Google has pushed out a patch for the second full sandbox escape exploit used in the Pwnium contest at CanSecWest. The Chrome vulnerabilities that the exploit targeted were discovered by an anonymous researcher who used the name PinkiePie and claimed a $60,000 reward from Google.
The attack that the researcher used included three separate vulnerabilities which he was able to string together to compromise Chrome. The researcher did not use his real name, but Google security officials at the conference said that they knew who he was and that he was well-respected in the security community. He had been working on the attack for a while and Google officials were unsure whether he’d be able to complete before the Pwnium contest ended Friday afternoon.
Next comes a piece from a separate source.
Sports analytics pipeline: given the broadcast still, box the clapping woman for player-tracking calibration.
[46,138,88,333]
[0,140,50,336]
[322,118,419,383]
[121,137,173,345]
The contest was created as a rival to the Pwn2Own contest at CanSecWest, which as been running for several years. Google officials said they were happy with the results of Pwnium, which attracted two full sandbox escapes in Chrome, and the contest could end up being expanded in future years.
“We’re delighted at the success of Pwnium and the ability to study full exploits. We anticipate landing additional changes and hardening measures for both CVE-2011-3046 and CVE-2011-3047 in the near future. We also believe that both submissions are works of art and deserve wider sharing and recognition. We plan to do technical reports on both Pwnium submissions in the future,” Jason Kersey of Google said in a blog post.
Google patched the other vulnerabilities used by researcher Sergey Glazunov in the contest last week.